- Born: c. 1943 (age 82–83)

Academic background
- Alma mater: Princeton University California State University, Fresno
- Doctoral advisors: Albert Rees Daniel S. Hamermesh

Academic work
- Discipline: Labor economics
- Institutions: University of Arizona
- Website: Information at IDEAS / RePEc;

= Ronald Oaxaca =

American economist (born c. 1943)

Ronald L. Oaxaca (/wɑːˈhɑːkɑː/; born c. 1943) is an American economist and McClelland Professor of Economics at the University of Arizona. His areas of research include labor economics, applied econometrics and applied microeconomics. He is known for the Blinder–Oaxaca decomposition.

Oaxaca graduated from California State University, Fresno in 1965, and went on to earn a Ph.D. from Princeton University in 1971.

==Background==
Oaxaca conducts research on panel data analysis of faculty salary determination.
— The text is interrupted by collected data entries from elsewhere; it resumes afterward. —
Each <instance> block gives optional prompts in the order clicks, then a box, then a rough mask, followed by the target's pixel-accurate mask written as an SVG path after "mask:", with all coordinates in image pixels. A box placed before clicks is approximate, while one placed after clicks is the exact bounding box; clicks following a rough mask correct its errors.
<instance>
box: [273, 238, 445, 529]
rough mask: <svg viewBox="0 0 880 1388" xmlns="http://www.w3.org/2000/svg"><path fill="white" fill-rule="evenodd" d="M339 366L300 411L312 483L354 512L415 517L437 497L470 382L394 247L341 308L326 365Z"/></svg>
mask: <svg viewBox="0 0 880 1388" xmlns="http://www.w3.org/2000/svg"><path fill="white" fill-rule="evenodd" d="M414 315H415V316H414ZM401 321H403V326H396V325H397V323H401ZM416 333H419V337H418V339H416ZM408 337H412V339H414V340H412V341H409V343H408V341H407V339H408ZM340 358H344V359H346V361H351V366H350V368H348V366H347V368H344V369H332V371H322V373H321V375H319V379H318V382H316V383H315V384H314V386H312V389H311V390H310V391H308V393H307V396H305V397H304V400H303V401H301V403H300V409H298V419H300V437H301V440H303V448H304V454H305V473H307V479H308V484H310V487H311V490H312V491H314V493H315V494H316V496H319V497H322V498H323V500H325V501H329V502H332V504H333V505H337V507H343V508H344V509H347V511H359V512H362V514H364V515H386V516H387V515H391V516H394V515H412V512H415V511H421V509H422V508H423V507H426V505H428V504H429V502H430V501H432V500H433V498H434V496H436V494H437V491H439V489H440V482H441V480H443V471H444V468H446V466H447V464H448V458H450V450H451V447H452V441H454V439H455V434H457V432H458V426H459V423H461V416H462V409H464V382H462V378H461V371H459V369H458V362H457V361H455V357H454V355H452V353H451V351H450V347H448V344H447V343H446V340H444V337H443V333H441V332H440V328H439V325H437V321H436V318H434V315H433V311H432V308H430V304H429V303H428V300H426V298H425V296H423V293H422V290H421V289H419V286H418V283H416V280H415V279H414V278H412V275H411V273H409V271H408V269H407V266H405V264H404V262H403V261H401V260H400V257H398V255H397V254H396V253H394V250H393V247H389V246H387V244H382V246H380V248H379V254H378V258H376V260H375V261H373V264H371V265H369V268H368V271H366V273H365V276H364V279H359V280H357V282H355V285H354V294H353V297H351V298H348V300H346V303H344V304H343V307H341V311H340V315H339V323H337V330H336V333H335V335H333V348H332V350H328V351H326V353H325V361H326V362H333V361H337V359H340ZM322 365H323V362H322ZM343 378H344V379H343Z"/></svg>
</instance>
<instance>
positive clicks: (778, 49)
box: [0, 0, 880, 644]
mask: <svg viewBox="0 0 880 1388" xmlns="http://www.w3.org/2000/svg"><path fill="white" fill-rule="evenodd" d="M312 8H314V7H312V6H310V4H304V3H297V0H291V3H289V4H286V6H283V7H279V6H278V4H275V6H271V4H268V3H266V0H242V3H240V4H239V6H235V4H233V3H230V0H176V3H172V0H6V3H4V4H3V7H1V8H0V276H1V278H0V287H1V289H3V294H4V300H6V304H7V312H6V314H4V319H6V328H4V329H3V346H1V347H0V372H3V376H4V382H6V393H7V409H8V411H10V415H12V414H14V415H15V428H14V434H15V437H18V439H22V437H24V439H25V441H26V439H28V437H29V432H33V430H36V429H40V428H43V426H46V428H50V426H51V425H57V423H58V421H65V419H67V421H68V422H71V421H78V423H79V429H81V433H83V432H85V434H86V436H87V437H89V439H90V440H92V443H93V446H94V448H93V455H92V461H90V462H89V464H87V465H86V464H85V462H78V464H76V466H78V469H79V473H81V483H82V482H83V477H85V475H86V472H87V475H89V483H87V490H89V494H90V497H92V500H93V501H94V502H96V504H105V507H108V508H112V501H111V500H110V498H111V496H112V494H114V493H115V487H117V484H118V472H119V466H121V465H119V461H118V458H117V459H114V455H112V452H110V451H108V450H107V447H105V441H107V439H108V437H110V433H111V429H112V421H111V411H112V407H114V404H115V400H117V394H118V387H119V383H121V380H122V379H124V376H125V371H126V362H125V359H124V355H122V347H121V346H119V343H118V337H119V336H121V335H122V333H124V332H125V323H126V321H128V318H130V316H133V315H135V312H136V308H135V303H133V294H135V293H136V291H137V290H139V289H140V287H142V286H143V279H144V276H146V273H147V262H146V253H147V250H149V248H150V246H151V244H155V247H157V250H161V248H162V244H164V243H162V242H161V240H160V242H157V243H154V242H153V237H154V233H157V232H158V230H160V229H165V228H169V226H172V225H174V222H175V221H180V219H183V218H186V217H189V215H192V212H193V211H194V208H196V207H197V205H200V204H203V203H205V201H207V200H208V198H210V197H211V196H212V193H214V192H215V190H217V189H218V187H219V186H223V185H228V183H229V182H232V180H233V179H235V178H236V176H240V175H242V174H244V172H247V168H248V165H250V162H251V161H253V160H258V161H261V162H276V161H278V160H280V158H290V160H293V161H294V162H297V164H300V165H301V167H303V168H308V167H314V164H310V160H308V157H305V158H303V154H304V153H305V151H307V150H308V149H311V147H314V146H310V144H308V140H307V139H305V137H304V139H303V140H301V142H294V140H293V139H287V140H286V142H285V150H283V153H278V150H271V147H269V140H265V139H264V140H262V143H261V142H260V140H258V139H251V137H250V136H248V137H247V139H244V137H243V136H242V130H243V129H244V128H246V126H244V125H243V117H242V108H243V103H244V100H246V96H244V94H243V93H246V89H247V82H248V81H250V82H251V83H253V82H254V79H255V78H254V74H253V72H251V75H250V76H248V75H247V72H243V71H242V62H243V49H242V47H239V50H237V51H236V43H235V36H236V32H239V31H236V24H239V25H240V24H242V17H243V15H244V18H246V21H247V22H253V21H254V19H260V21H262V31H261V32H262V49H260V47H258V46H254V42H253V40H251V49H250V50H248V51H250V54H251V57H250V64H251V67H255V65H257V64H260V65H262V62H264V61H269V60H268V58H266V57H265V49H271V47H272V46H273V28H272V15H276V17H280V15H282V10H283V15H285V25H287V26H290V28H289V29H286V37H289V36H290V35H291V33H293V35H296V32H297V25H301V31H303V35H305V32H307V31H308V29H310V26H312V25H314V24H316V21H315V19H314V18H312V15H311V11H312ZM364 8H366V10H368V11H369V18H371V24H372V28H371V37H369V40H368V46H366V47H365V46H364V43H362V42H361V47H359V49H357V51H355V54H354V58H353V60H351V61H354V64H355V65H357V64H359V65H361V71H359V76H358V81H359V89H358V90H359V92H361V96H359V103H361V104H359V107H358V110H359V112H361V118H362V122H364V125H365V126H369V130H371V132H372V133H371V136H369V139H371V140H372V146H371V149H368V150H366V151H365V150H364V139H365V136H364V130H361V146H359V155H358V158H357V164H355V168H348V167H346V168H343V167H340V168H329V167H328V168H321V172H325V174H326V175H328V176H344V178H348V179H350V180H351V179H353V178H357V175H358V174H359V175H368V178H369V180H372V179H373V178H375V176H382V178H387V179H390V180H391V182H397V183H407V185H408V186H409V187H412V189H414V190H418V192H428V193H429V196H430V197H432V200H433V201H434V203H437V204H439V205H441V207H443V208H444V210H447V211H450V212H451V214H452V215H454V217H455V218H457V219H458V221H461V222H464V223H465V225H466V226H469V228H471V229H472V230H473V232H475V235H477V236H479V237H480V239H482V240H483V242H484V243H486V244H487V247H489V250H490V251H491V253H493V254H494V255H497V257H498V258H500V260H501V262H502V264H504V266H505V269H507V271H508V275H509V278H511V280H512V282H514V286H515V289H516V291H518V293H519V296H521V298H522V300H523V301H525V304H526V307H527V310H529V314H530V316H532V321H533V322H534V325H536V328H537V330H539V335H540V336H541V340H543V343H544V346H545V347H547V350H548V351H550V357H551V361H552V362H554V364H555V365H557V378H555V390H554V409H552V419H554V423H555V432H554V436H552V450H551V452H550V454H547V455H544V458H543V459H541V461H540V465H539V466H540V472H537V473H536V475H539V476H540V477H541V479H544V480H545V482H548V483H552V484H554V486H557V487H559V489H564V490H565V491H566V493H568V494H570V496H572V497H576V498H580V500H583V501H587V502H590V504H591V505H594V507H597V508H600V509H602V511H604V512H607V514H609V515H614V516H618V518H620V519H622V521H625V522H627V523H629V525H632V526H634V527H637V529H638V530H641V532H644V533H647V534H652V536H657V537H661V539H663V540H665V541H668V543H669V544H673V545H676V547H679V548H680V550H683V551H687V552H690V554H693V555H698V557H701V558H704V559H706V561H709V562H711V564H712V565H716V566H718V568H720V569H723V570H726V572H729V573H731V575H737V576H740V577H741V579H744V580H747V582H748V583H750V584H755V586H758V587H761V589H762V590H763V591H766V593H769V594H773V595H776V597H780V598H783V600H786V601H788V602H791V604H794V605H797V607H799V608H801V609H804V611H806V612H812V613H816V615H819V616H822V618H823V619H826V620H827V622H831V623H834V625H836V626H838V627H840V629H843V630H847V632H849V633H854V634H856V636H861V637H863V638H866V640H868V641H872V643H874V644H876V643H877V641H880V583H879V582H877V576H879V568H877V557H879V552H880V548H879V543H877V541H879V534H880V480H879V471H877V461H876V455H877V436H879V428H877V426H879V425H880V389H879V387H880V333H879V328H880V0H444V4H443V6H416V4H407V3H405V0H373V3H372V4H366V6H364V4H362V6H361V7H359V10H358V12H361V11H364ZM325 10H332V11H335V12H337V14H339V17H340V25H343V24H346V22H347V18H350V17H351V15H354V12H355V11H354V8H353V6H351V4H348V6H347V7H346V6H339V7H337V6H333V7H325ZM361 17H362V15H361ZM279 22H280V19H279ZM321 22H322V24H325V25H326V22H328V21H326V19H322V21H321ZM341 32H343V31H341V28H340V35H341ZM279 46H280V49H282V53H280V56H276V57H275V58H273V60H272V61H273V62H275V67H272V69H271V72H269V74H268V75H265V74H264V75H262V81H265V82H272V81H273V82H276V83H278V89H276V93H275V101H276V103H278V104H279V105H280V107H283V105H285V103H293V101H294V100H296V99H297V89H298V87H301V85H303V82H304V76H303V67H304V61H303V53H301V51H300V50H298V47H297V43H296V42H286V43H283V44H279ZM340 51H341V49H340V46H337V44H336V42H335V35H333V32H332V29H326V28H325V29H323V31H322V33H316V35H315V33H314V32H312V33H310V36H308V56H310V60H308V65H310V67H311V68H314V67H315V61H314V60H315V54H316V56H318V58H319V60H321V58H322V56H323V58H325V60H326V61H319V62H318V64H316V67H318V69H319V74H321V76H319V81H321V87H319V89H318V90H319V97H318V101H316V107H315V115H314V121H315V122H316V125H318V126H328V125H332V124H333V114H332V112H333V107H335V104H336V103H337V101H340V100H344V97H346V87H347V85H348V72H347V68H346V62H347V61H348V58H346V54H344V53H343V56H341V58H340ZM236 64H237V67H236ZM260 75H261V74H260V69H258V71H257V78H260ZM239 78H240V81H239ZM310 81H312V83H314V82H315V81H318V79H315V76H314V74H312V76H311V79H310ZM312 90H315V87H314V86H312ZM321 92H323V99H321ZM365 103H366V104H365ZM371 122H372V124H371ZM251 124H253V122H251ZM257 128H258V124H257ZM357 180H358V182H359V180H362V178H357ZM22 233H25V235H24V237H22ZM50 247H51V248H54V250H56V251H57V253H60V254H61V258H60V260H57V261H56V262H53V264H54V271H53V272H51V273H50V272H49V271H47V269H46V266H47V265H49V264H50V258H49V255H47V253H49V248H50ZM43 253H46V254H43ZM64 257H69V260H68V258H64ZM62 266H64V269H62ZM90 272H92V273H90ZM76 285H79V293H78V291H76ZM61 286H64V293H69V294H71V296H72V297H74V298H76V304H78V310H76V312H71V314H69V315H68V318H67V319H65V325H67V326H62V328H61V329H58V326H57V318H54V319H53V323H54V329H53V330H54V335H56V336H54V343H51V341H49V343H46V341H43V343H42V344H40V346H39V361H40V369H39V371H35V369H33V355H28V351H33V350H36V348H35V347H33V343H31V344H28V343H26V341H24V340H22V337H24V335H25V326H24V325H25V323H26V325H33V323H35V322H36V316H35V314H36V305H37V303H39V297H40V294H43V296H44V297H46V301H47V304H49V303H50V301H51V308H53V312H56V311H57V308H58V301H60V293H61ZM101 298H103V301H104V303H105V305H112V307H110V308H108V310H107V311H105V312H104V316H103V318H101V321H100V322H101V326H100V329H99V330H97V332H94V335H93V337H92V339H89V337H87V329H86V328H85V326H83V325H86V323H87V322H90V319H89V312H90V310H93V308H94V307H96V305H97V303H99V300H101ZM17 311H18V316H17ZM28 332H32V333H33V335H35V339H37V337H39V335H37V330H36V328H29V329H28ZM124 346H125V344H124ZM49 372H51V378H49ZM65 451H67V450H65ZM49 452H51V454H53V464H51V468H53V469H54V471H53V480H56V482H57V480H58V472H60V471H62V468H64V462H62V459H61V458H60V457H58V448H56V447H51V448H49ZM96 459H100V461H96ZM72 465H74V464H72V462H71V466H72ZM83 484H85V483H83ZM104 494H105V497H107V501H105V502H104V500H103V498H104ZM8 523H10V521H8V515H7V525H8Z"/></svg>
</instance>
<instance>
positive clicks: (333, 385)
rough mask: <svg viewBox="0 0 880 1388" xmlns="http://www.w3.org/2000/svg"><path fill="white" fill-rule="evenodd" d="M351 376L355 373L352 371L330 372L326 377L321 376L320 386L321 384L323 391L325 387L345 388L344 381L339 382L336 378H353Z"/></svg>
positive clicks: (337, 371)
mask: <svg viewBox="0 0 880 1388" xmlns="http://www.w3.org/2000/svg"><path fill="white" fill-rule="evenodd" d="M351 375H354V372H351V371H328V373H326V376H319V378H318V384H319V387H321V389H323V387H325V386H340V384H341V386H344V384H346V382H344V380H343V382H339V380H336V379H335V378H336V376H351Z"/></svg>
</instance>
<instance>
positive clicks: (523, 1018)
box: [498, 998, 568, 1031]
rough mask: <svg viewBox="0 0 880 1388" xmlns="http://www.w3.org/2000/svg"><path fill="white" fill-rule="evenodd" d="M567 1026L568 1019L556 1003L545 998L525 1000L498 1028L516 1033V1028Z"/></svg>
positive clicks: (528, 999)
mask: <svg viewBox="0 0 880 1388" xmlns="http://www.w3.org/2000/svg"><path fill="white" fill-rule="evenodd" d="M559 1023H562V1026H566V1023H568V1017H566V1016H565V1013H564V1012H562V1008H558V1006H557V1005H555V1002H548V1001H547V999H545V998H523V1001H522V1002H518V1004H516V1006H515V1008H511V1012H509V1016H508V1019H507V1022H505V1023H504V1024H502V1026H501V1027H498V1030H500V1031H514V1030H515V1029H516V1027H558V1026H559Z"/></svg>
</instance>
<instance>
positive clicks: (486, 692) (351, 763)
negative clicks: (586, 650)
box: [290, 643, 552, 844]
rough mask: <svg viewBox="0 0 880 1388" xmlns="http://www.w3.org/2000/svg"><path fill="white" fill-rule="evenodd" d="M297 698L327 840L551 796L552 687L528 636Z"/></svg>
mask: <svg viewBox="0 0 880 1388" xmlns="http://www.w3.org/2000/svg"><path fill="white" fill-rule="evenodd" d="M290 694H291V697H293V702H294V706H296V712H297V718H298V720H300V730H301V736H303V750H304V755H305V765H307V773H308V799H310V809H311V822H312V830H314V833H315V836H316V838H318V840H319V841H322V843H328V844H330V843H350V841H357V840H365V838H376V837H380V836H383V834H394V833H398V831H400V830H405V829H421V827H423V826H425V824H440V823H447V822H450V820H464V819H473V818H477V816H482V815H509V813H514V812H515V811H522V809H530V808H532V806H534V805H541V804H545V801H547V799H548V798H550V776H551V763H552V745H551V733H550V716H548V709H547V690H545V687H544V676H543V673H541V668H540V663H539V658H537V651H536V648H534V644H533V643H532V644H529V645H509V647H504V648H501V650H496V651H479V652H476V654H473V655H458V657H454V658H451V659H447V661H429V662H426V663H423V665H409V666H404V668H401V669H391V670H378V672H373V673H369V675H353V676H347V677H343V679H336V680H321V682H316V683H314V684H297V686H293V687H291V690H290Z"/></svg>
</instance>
He has been engaged in research on statistical discrimination, consistent estimators of linear probability models, the effects of ability and family background on optimal schooling levels, a labor supply model of dual job holding, the production of engineering degrees in American universities, the effects of technological change on gender wage differentials, and comparative trends in gender wage differentials between Denmark and the U.S.

Oaxaca is perhaps best known for his Blinder–Oaxaca decomposition procedure which attempts to identify the presence of labour market discrimination against particular groups. In this technique, which was introduced in his doctoral thesis at Princeton University and eventually published in 1973, separate statistical models of labour market outcomes (typically wage rates) are estimated for two different groups of workers. The modelling procedure allows the researcher to hypothesize what the wage of the discriminated-against group would be if discrimination were absent from the labour market.

In 2005 Hispanic Business magazine identified Ronald Oaxaca as one of the 100 Most Influential Hispanics in the United States. The Oaxaca decomposition is used worldwide to sort out claims of discrimination in salaries and wages. The Oaxaca decomposition has been cited in hundreds of published research papers and in countless discrimination lawsuits.